Information Security programs have ballooned in terms of scope and effort to protect critical data and preserve the integrity of personal data. However, breach incidents and reports of horrific Ransomware ordeals continue to pepper the news media with infamous regularity.

Why Is This?

There are many contributing factors that, when taken together, become a millstone around the neck of Cyber Risk Management. These factors include:

  • Vulnerability detection and management has become ineffective.
  • No matter how strong your perimeter is, innocent, well-meaning humans can still invite threats.
  • Security policies are often treated with disdain and serve has a template “figurehead” and not as a real business process.
  • Policies are watered down, so they don’t offend employees.
  • Patch management has become almost pandemic in scope.
  • Cyber risk software solutions have grown exponentially, effectively diluting any chance of solving actual problems.
  • Hackers understand security better that most IT departments.
  • Leadership views cyber risk management as a simple budgetary line item and not a part of business culture.
  • Cybersecurity is rolled into overall business risk, which is then mixed into the rest of business risk, and focus becomes lost with no serious support for Cyber Risk Reduction.
  • Everyone looks at their IT department to blame rather than taking their own role seriously.

What can be done?

We have been hearing for years how information security must become ingrained in our daily living. Yet, most give no thought to making their daily information security practices more secure. Many behaviors in the workplace violate established policy, yet, there is no consequence when such violations occur. The consequence does not have to be extreme, perhaps a simple training session is all that is needed, or at least recognition that a violation has occurred.

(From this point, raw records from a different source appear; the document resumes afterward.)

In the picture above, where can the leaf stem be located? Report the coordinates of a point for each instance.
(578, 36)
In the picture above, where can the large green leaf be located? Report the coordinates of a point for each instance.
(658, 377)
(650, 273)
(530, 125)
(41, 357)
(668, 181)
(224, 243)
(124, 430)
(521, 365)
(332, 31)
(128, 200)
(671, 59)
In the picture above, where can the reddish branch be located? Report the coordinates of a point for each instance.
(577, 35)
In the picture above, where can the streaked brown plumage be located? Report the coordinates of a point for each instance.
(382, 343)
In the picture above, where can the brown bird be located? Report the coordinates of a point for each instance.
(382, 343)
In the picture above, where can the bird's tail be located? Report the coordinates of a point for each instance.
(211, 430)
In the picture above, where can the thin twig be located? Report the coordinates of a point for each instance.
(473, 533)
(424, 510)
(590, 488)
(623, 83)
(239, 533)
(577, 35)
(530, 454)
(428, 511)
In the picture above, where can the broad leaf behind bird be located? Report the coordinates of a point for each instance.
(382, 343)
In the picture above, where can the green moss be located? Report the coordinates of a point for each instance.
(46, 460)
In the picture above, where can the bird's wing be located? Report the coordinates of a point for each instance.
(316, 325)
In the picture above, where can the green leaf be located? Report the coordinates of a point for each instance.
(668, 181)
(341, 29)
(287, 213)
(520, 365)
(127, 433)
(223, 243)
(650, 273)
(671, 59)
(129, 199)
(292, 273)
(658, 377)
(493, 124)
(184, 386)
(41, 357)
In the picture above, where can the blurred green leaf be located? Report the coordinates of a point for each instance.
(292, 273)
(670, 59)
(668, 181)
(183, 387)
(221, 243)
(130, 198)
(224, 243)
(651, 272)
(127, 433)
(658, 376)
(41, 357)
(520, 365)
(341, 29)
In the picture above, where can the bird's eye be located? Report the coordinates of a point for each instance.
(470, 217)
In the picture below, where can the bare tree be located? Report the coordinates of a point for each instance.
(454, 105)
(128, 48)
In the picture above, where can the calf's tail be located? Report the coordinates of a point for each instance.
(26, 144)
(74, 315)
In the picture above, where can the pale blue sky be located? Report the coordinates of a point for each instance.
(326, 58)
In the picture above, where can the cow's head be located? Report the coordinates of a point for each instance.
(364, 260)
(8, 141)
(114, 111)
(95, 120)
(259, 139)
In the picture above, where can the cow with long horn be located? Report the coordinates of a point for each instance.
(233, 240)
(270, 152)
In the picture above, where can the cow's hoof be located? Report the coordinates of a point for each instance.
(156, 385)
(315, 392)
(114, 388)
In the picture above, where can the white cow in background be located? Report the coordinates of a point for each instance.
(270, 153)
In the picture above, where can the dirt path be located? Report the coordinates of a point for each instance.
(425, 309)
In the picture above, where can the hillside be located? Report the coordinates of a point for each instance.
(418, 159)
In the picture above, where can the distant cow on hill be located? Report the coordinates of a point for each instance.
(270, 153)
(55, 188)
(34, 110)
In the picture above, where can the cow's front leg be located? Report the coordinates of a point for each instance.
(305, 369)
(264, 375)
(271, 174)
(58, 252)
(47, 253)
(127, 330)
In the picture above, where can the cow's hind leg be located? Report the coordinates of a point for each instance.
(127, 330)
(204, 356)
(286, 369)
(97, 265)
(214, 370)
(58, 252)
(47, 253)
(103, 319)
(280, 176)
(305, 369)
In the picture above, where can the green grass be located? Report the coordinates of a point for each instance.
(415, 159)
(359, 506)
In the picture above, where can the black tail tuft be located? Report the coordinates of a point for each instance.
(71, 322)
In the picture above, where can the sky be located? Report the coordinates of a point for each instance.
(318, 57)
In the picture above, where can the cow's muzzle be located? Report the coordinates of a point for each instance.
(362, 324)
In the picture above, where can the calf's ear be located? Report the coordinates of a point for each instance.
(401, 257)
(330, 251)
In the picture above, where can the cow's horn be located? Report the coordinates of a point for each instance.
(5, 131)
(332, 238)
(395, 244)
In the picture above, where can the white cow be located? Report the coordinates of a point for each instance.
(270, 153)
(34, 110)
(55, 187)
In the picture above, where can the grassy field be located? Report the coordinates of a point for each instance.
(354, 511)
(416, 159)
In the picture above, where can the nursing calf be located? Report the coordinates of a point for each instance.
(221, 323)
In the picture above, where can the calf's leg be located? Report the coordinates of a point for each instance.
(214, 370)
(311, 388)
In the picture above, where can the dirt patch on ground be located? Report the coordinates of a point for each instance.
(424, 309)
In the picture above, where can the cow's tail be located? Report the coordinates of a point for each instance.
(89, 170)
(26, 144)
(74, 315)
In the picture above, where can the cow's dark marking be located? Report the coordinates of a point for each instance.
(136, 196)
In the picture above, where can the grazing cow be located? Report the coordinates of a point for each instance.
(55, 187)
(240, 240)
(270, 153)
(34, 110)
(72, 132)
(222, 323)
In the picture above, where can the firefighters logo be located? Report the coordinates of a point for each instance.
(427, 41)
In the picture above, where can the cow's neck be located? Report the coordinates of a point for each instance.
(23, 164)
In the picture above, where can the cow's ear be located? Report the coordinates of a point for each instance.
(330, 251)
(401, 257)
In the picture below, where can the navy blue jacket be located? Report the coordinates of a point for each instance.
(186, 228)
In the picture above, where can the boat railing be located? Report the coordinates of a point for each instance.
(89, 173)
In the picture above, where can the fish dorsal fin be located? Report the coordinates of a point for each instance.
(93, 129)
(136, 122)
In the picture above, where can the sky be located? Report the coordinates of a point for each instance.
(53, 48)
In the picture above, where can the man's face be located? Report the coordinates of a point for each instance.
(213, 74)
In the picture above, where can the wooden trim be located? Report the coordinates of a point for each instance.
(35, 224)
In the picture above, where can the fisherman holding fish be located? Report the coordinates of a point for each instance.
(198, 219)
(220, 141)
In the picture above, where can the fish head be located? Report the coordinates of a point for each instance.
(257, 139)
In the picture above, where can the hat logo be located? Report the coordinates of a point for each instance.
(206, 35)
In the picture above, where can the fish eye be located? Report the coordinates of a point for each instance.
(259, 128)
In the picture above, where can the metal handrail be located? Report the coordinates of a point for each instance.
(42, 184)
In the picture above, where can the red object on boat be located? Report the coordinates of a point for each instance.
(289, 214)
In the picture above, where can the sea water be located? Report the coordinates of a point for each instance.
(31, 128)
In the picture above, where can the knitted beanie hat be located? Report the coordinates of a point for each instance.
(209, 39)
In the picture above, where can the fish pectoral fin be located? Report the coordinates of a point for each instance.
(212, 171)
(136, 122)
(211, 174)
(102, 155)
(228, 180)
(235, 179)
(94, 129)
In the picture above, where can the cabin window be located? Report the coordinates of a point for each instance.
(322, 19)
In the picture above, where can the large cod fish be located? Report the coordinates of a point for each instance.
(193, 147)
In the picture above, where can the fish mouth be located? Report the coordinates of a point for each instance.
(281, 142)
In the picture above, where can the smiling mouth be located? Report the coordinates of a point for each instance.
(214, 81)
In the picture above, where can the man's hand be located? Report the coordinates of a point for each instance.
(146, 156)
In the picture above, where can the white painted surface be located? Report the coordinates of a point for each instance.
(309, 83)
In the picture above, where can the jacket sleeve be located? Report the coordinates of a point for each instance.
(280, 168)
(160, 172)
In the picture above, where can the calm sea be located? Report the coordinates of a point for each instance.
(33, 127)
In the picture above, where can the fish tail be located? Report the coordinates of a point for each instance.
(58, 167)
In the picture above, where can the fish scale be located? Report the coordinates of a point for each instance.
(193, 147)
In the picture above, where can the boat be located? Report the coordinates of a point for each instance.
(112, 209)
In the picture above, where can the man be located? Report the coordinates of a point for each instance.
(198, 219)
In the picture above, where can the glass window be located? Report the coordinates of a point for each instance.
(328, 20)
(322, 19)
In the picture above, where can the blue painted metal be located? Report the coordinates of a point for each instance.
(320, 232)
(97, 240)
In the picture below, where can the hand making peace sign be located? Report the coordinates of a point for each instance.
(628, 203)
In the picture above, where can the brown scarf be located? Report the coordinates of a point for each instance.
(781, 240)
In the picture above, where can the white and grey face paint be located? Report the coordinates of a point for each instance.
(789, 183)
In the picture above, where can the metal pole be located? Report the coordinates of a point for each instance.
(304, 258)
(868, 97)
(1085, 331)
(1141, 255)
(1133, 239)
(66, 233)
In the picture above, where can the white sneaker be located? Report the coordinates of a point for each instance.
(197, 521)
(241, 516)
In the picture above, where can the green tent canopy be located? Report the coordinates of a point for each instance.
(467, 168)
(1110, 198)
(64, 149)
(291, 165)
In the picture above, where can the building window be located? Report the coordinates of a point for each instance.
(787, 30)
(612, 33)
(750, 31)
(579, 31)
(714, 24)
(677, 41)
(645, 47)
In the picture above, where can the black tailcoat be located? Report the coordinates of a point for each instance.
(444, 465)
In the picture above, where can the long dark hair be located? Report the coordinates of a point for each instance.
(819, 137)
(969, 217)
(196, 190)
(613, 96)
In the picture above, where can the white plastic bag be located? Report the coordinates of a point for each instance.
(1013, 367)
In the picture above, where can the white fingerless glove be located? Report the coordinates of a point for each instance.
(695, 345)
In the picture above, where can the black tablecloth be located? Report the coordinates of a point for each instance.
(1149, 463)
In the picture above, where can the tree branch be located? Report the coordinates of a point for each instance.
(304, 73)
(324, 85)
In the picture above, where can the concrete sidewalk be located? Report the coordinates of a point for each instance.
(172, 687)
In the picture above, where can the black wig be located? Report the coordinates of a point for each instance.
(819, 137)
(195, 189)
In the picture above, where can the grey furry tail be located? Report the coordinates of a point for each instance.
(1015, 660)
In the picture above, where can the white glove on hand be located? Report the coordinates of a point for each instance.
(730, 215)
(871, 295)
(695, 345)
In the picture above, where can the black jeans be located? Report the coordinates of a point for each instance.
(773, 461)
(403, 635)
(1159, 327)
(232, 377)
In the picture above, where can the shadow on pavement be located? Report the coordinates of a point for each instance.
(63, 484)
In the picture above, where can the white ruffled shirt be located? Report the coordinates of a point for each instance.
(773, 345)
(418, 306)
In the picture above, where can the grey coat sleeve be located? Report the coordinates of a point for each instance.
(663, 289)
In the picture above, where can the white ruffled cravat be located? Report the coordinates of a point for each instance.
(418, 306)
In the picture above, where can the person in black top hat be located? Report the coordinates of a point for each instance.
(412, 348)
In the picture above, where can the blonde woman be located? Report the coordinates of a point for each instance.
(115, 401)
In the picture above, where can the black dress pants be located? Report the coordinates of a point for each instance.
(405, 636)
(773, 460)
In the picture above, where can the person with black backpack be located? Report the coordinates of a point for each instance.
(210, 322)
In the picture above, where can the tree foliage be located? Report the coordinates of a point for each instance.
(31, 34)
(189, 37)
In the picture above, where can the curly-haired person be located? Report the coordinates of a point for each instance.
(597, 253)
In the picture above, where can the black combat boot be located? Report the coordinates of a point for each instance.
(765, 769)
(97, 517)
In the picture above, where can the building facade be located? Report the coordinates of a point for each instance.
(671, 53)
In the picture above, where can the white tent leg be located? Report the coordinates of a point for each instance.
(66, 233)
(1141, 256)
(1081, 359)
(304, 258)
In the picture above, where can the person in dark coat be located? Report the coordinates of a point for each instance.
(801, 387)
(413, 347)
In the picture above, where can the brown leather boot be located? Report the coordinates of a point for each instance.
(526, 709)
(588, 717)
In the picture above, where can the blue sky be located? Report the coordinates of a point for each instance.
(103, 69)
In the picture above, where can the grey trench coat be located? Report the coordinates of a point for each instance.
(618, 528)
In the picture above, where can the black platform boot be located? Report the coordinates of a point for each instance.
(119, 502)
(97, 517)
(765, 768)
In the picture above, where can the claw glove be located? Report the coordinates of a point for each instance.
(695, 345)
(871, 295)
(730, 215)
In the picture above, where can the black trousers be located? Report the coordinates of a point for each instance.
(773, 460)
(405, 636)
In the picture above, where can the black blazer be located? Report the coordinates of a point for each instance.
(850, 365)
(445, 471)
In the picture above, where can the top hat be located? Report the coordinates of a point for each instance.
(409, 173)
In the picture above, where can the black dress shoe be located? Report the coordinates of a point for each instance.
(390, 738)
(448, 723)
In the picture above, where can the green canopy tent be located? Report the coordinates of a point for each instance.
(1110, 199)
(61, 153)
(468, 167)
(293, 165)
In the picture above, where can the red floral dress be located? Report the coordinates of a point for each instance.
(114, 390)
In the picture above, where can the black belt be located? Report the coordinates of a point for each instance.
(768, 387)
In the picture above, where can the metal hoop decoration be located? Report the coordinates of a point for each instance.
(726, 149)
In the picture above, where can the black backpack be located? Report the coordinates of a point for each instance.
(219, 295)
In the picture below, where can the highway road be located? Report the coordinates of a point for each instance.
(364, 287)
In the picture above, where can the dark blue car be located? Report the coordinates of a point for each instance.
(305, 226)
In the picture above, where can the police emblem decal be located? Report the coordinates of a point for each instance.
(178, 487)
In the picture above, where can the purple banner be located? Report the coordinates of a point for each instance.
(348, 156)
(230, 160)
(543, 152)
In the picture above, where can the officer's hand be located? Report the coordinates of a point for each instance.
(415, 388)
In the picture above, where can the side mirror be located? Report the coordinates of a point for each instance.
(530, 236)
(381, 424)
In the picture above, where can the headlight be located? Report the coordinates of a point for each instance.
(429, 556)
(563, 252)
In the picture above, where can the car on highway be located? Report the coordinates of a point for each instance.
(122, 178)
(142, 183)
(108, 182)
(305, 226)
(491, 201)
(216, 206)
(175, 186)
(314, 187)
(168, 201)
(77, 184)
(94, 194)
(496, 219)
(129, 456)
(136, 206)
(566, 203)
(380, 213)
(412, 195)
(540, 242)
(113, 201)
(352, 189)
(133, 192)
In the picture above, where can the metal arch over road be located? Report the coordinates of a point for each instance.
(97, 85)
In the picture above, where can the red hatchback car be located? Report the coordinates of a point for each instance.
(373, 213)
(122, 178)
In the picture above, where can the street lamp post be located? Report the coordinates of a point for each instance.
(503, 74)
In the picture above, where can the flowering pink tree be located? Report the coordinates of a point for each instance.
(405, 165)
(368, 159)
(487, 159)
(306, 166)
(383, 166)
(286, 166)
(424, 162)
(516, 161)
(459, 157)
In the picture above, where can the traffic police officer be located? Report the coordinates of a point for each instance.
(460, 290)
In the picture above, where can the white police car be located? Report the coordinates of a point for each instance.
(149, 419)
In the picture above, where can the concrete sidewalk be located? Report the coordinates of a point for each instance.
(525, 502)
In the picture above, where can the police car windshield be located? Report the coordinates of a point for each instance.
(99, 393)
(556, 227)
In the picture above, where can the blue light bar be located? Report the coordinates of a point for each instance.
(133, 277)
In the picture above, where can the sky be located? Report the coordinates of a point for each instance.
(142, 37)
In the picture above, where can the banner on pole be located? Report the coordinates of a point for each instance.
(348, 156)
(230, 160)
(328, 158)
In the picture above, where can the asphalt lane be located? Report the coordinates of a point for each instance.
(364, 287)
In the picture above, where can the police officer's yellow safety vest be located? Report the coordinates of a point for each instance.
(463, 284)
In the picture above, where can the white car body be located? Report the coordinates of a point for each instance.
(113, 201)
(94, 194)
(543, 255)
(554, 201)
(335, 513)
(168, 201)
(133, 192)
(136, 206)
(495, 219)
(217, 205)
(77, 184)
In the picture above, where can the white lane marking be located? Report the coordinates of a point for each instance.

We have been running automated patching systems for years and yet, unpatched systems continue to be a primary route of exploitation by the malicious. We have run simulated security attack scans for years and either set the results aside or don’t believe the threats are real because they seem so unlikely to occur.

We have been running training programs for years to help educate our user populations about the dangers of click-bait and spear-phishing and yet, humans continue to be a major attack vector for the successful malicious attacker. Leadership continues to see Cyber Risk Management as a bigger threat to the budget rather than a protection against the even bigger drain on the budget were a cyber-attack to succeed.
Organizations are slow to adopt and implement strong Cyber Risk policies that put any burden of security responsibility on their employees. Some feel that stronger policies subject the employee to undue exposure, so they dilute their policies making them less effective and ultimately leave the business under-protected.

Many organizations feel that they should limit the amount of time and effort their people put into Cyber security concerns because it distracts them and reduces their productivity, again, leaving the business under-protected.

Even if we were to conduct an over-simplified audit with only these 3 fundamental steps:
(1.) What employees state, which should match (2.) What are your Policies and Procedures, which should match (3.) What is the Practice… We generally see that those steps are out of alignment.

This indicates that organizations view Cyber Risk, not from the top down, but a bottom up. Policies are simply put in place, but not put into practice. Ultimately, the Employee never understands the policies or even reads them. This lack of alignment increases the overall risk of exposure to breach or compromise.

There is something that can be done…

If you are in a leadership role in your organization, set the example. When your managers see THEIR manager taking information security seriously, they will recognize the priority. Teaching by example has long been established as one of the most effective methods of education.
If you are in a technology role in your organization, keep your focus. It’s easy to put the results of the latest scan on a shelf to worry about it later. When risks are identified don’t belittle the scenario as being too unlikely to be plausible. Most attacks are discovered, scripted and published to the hacking community so that even a child can run the malicious attack against that “implausible weakness”.

If you are in a finance role in your organization, look at the budget with the proper perspective. Sure, Cyber Risk Management is expensive. But it’s nothing compared to the cost of the million-dollar bitcoin ransom you are facing because the budget didn’t allow for sufficient safeguards to be put in place. Not to mention the less tangible “loss of reputation” costs or “client mitigation” costs of paying for credit monitoring for your customers.
If you are a user of data within your organization, don’t look at Cyber Risk management as a painful formality. You handle private data every day. All the corporate security programs your workplace forces on you are for everyone’s protection.

The world is hyper-connected. The threats are real, we hear about them every day. The impact hits everyone, no matter their role. It is important that everyone participate in and embrace Cyber Risk Management.